Il pittore andò a Venezia col maestro Peterzano per un soggiorno di breve durata. Bellori è comunque l'unico biografo a menzionare un soggiorno di Merisi a Venezia e, a oggi, tale notizia è fortemente dibattuta, giacché una sua presenza in quella città non è stata mai confermata da documenti d'archivio. Tuttavia, nell'ipotesi in cui l'informazione di Bellori sia attendibile e che Caravaggio sia effettivamente andato a Venezia, i legami stilistici con la grande scuola veneta di Giorgione, Tiziano e Tintoretto sarebbero facilmente spiegabili. Occorre comunque precisare che lo stile di Caravaggio avrebbe potuto risentire degli influssi veneti anche senza un viaggio nella città lagunare, poiché in quegli anni il dominio della Serenissima arrivavava fino a Bergamo, con inevitabili ripercussioni anche sul piano artistico.
Secondo lo studioso Longhi, per lo sviluppo del futuro stile del pittore, sarebbe stata di capitale importanza la riflessione giovanile su alcuni maestri lombardi, soprattutto di area bresciana, quali Foppa, Bergognone, Savoldo, Moretto e Romanino, che Longhi definisce pre-caravaggeschi. A questa scuola si dovrebbero, infatti, l’avvio della rivoluzione luministica e la caratterizzazione naturalistica (contrapposta a certa aulicità rinascimentale) dei soggetti dipinti, elementi centrali della pittura di Caravaggio.

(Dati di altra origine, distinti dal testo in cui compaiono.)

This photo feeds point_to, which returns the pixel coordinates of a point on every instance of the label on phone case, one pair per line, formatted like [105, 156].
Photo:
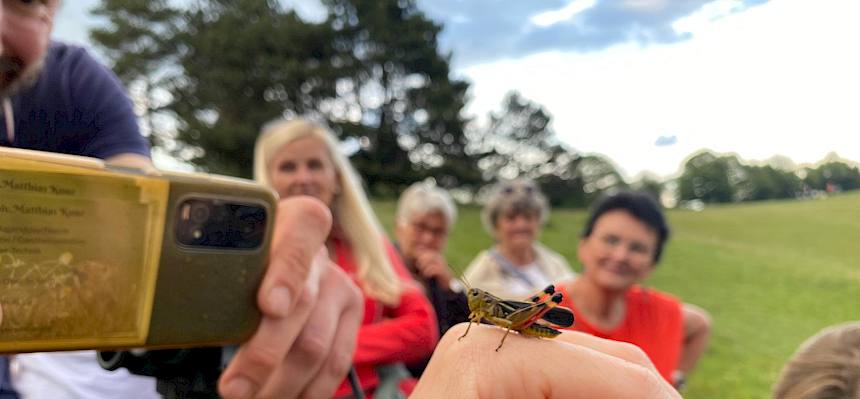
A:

La particolare tecnica pittorica e realizzativa di Caravaggio fu il suo successo. Fino al suo inizio nella pittura, lo stile che avevano molti artisti era estremamente legato a un metodo che si basava prevalentemente sullo studio dell'arte classica, con forti influssi derivati dai grandi protagonisti del periodo d'oro del rinascimento italiano. Su tutti le figure di Michelangelo e Raffaello, nel centro Italia, mentre per quanto riguarda il settentrione, la pittura si rifaceva soprattutto a Tiziano, Correggio e Leonardo.

La rivoluzione di Caravaggio sta nel naturalismo della sua opera, espresso nei soggetti dei suoi dipinti e nelle atmosfere in cui la capacità di dare a un corpo una forma tridimensionale viene evidenziata dalla particolare illuminazione che teatralmente sottolinea i volumi dei corpi che escono improvvisamente dal buio della scena. Sono pochi i quadri in cui il pittore lombardo dipinge lo sfondo, che passa nettamente in secondo piano rispetto ai soggetti, i veri e soli protagonisti della sua opera. Per la realizzazione dei suoi dipinti, Caravaggio nel suo studio posizionava delle lanterne in posti specifici per far sì che i modelli venissero illuminati solo in parte, mediante la "luce radente". Attraverso questo artificio, Caravaggio evidenzia le parti della scena che più ritiene interessanti lasciando il resto del corpo nel buio dell'ambiente.

Nell'opera del pittore sono evidenti dunque forti contrasti di luci e ombre. La luce plasma le figure, determina ambienti e situazioni ed è concepita o come apparizione simbolica (essa è "Grazia" nella Vocazione di San Matteo in San Luigi dei Francesi) o come fatto drammatico nell'intensità dei gesti dei personaggi (Martirio di San Matteo nella medesima chiesa romana).